La police genevoise exhibe ses trophées de chasse
Paru le : 6 juin 2003 http://www.lecourrier.ch/Selection/sel2003_475.htm

APRÈS G8 · Après cinq jours d'enquête, la police livre un premier bilan de ses actions durant les jours de manifs et les nuits de saccage en ville de Genève.

MICHEL SCHWERI

La dernière conférence de presse de la police sur les événements de la semaine à Genève a donné dans la performance multimédia. Un gendarme est en effet apparu tout de noir cagoulé et blousonné et, en quelques secondes, a retiré son équipement pour se transformer en un « manifestant pacifique », selon un commentaire du chef ad intérim de la police, Christian Cudré-Mauroux. La scène faisait suite à la projection d'une vidéo tournée durant la grande manifestation de dimanche, montrant un vrai militant du bloc noir se changeant in situ après des actes de vandalisme.

En complément à cette démonstration live, les chefs de la police genevoise ont livré un premier bilan des enquêtes sur les divers épisodes de manifestations et de saccages de la ville. Selon le grand patron, l'action des gendarmes a été « continue et concertée », malgré les « difficiles conditions de travail », afin de remplir leurs missions. Celles-ci ne se réduisaient en effet pas à courir après des délinquants, mais aussi à assurer la sécurité des délégations étrangères se rendant à Evian, des organisations internationales et de la grande manifestation transfrontalière.

M. Cudré-Mauroux s'est dit surtout satisfait d'être sorti de la « spirale de la violence » sans mort, ni « blessé grave ». Pour lui, en effet, le photographe anglais touché par une grenade assourdissante et qui doit subir ce matin une deuxième opération à l'hôpital ne s'est pas « annoncé ». Il ne figure pas dans les statistiques, reconnaît le chef de la police.

CASSEURS CHARGÉS

Concernant les interventions de terrain, ce dernier « regrette » le « raid » de 30 minutes mené par des casseurs très organisés le samedi soir. A contrario, il remarque que durant le blocage de quelque 500 manifestants - « parmi lesquels des casseurs se dissimulaient », affirme-t-il - sur le pont du Mont-Blanc, lundi soir, « il n'y a pas eu de saccages en ville ». Enfin, sa première analyse lui fait penser que le Black bloc « local » n'a pas la « masse critique » pour occasionner, seul, autant de dégâts.
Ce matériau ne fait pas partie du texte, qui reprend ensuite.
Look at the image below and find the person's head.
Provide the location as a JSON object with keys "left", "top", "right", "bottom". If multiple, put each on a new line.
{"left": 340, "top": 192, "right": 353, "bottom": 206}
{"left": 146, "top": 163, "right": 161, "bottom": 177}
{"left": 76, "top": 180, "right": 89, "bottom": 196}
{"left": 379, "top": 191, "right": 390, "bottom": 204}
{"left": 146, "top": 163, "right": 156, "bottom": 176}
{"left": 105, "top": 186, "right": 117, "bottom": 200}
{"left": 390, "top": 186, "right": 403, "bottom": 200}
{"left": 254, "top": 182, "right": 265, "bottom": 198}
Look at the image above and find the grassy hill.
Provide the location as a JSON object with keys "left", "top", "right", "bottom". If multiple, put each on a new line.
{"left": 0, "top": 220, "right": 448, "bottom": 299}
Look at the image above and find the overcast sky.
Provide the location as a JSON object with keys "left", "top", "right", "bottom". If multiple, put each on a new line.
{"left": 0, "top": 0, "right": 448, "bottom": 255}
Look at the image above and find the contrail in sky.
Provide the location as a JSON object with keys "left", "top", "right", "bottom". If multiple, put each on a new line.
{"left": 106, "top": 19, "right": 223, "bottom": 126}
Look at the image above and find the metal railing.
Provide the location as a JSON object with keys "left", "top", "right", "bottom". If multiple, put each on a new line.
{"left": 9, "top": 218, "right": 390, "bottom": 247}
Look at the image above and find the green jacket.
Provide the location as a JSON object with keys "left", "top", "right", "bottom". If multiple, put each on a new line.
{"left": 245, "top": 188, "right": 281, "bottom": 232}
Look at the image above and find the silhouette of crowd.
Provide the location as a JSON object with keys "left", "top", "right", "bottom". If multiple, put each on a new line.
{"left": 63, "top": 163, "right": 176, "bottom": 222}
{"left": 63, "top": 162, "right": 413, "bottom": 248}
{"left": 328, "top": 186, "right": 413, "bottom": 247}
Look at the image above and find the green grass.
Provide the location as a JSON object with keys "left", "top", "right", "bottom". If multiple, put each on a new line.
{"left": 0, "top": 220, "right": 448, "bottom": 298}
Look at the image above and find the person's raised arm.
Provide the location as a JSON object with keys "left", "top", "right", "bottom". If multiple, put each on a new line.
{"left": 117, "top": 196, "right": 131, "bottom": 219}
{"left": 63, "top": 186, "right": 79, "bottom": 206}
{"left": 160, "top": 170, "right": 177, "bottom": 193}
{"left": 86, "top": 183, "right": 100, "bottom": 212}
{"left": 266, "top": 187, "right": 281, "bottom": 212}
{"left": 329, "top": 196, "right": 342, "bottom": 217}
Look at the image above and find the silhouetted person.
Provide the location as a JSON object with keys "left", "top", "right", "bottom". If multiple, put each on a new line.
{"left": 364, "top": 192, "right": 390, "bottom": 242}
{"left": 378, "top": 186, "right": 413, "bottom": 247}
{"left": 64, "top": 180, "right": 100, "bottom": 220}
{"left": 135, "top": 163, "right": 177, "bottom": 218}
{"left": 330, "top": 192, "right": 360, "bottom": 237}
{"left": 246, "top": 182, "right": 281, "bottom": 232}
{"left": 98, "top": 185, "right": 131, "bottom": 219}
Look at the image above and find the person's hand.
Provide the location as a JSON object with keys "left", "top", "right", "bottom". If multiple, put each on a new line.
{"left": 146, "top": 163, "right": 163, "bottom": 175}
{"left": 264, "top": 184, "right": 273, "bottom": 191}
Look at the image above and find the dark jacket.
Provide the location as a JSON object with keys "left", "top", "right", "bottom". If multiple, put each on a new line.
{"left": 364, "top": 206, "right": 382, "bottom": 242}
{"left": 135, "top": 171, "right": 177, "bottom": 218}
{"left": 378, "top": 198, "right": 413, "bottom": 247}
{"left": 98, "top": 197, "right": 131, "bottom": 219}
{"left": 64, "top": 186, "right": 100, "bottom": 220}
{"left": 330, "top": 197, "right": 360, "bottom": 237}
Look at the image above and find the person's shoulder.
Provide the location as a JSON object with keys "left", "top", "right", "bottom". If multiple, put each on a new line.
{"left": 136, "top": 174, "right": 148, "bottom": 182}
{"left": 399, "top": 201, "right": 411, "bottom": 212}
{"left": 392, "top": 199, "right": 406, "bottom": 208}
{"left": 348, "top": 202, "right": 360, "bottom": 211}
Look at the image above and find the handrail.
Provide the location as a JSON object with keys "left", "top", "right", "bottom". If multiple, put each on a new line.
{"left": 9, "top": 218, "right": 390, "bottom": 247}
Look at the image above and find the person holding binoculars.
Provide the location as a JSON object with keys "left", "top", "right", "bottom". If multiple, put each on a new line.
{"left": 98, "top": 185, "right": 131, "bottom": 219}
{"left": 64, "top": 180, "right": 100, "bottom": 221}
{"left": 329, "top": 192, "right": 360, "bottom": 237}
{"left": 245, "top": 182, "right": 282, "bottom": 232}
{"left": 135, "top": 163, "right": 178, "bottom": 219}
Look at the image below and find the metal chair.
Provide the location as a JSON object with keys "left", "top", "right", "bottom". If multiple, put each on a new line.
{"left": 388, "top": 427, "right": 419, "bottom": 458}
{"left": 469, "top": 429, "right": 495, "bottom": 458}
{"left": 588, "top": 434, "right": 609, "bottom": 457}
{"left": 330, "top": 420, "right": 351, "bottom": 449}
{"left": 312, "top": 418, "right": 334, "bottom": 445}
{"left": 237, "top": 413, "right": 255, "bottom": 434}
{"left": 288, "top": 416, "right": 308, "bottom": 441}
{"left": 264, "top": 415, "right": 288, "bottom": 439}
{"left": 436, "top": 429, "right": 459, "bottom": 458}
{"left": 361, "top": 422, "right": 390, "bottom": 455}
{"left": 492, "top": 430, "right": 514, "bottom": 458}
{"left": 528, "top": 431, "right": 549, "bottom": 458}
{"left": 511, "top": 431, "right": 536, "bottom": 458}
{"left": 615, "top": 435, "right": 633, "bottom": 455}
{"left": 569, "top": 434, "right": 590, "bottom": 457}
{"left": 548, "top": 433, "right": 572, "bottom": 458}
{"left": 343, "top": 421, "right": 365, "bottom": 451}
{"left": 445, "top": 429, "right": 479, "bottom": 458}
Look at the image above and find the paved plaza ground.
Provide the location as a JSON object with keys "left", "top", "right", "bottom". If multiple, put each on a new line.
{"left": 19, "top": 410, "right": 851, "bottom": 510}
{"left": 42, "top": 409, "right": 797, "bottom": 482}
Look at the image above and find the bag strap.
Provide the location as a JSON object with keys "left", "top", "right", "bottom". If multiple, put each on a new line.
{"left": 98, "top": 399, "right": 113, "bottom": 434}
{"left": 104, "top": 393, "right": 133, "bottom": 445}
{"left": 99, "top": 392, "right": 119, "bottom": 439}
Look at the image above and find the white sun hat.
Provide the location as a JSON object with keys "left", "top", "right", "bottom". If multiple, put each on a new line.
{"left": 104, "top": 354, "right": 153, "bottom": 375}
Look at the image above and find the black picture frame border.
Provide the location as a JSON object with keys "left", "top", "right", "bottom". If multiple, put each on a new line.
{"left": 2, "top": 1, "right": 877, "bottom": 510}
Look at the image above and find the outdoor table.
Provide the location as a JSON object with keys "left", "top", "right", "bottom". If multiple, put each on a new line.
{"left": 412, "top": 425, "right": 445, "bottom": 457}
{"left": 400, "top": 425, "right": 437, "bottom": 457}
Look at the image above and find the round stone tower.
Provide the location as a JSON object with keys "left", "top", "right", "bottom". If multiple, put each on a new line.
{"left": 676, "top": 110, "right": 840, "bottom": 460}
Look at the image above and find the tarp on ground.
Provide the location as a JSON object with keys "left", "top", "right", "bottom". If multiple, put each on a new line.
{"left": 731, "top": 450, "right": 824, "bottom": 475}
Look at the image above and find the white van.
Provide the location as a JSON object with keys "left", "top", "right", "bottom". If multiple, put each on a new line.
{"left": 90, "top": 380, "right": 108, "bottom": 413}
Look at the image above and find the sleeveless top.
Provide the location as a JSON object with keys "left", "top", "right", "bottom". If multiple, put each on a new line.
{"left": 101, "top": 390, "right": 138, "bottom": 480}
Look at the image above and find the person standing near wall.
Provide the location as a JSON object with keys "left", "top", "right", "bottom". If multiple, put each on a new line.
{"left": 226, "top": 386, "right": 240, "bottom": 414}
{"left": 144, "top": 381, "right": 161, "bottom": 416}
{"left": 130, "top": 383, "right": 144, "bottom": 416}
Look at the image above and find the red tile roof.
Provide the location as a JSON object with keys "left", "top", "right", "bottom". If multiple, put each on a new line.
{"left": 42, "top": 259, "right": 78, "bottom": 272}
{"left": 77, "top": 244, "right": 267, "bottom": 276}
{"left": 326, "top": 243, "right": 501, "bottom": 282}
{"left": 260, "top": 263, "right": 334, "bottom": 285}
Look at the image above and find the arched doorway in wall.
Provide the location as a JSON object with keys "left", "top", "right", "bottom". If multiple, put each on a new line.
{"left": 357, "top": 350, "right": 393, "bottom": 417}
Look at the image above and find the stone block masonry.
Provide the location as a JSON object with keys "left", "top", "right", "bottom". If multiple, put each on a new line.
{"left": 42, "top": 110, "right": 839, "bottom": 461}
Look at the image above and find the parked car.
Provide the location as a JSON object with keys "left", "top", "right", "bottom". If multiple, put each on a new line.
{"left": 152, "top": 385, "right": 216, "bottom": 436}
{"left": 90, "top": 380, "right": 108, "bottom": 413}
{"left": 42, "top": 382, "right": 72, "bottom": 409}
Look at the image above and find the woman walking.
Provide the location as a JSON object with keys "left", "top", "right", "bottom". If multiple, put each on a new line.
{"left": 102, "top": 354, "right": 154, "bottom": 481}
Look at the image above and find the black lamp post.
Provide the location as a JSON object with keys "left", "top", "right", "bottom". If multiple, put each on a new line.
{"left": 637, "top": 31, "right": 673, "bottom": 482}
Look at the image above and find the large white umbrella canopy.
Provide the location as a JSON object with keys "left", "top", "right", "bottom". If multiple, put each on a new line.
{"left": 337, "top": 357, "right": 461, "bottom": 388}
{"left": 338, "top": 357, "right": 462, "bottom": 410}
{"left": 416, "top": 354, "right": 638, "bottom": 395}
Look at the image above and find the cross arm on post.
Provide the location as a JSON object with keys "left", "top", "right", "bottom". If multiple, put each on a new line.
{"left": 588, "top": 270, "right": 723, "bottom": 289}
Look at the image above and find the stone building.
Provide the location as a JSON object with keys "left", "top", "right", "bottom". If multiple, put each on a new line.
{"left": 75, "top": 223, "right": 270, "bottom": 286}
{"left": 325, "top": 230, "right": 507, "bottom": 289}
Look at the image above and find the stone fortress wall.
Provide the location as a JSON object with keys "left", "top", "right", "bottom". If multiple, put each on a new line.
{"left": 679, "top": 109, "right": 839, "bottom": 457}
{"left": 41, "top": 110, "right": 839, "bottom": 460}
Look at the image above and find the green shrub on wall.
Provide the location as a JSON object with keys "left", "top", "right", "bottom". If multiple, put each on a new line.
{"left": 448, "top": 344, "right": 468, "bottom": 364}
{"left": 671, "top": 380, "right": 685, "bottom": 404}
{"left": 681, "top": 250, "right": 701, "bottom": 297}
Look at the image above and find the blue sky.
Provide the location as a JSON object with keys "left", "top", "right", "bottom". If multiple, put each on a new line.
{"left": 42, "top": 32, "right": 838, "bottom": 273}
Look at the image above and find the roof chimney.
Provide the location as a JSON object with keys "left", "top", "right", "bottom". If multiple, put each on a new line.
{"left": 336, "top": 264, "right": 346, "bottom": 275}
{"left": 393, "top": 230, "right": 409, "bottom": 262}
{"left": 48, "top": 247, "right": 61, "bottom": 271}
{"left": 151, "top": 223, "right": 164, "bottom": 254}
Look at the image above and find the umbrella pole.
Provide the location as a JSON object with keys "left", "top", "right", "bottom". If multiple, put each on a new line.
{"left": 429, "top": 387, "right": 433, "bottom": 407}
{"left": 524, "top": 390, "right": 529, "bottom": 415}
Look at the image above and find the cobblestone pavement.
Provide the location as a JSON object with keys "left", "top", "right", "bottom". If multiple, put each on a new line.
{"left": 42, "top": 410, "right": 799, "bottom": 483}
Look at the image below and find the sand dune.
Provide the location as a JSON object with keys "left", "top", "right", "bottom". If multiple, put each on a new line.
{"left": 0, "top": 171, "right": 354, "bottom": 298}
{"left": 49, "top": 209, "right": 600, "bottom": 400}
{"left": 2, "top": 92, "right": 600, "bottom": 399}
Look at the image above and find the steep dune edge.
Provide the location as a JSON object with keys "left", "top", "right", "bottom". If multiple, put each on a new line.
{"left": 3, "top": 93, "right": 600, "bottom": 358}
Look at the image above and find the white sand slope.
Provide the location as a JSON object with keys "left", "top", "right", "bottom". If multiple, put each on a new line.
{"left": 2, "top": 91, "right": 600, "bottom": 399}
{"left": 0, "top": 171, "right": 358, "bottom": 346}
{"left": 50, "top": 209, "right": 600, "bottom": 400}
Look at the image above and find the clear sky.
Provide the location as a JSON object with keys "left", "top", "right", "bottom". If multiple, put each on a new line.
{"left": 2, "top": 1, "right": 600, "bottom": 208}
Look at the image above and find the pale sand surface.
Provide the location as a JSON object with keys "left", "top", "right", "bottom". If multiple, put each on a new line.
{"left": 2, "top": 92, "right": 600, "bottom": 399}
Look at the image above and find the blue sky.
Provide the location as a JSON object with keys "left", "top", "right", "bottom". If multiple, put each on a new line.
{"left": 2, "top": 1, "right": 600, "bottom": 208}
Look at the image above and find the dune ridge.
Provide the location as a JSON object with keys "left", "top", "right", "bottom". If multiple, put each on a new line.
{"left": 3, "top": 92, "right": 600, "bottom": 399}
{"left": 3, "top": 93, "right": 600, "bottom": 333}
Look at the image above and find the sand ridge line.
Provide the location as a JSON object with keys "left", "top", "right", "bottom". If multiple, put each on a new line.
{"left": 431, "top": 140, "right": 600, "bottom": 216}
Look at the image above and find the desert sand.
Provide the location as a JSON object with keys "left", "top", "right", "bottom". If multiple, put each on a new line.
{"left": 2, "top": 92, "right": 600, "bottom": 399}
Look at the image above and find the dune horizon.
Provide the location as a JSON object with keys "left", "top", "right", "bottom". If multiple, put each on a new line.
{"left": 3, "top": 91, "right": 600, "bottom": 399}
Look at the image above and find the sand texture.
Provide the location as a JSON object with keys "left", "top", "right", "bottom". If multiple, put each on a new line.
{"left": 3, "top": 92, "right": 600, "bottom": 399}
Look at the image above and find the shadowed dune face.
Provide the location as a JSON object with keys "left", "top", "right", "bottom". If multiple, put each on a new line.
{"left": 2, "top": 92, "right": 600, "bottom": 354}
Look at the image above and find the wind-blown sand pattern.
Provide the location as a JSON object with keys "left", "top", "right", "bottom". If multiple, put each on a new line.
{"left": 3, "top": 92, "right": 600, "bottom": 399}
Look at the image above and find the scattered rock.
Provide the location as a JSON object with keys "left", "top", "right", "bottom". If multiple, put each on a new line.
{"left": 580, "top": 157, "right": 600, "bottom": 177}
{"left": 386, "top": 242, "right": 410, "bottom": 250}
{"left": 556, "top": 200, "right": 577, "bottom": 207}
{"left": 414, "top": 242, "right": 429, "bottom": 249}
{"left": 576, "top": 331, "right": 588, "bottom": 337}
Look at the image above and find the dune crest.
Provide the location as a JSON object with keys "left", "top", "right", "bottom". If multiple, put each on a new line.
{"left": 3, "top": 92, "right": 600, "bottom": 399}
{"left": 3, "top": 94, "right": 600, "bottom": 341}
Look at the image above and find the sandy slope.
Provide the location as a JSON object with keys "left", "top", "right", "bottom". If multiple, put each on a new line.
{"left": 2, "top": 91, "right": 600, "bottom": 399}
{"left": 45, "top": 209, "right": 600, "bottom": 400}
Le bilan intermédiaire se décline également en chiffres. Si 19 manifestants blessés se sont annoncés, d'autres, comme le photographe, ne sont peut-être pas répertoriés, a relevé la police. En revanche, les statistiques internes sont précises: 15 agents ont été blessés, dont au moins un tout seul. Environ 500 vérifications d'identités ont eu lieu. Sur ce nombre, 153 personnes ont été emmenées à l'Hôtel de police. Les officiers ont délivré 40 mandats d'amener dont 39 contre des auteurs présumés de vols, d'émeute, de dommages à la propriété ou de violence contre les autorités. Le quarantième ne serait autre qu'un manifestant ayant gravement blessé un inspecteur de police durant une émeute en mai 1998.

Sur le plan matériel, 110 dommages - bris de vitrine et de voiture, incendies... - ont été annoncés à la police, ce qui peut ne constituer qu'une petite partie du bilan final. Les gens ont en effet trois mois pour porter plainte et certains attendent de pouvoir chiffrer leurs pertes. Enfin, la police a exhibé la collection d'objets saisis sur des manifestants, trouvés sur les lieux des conflits ou encore dans le Rhône, sous le pont du Mont-Blanc. Hache, bouteilles incendiaires, battes de base-ball, chaînes, outils divers, couteaux, cutters, fronde, pistolet factice, machette et autres poings américains, mais aussi des objets plus anodins comme des sprays de peinture, des feutres, des foulards ou des tracts couvraient bien 10 m2 de tables et représentait un volume « encore jamais saisi auparavant ».

Dès le 10 juin, huit inspecteurs seront détachés pour régler les suites de ces débordements. On pourra y porter plainte au %022 427 84 59.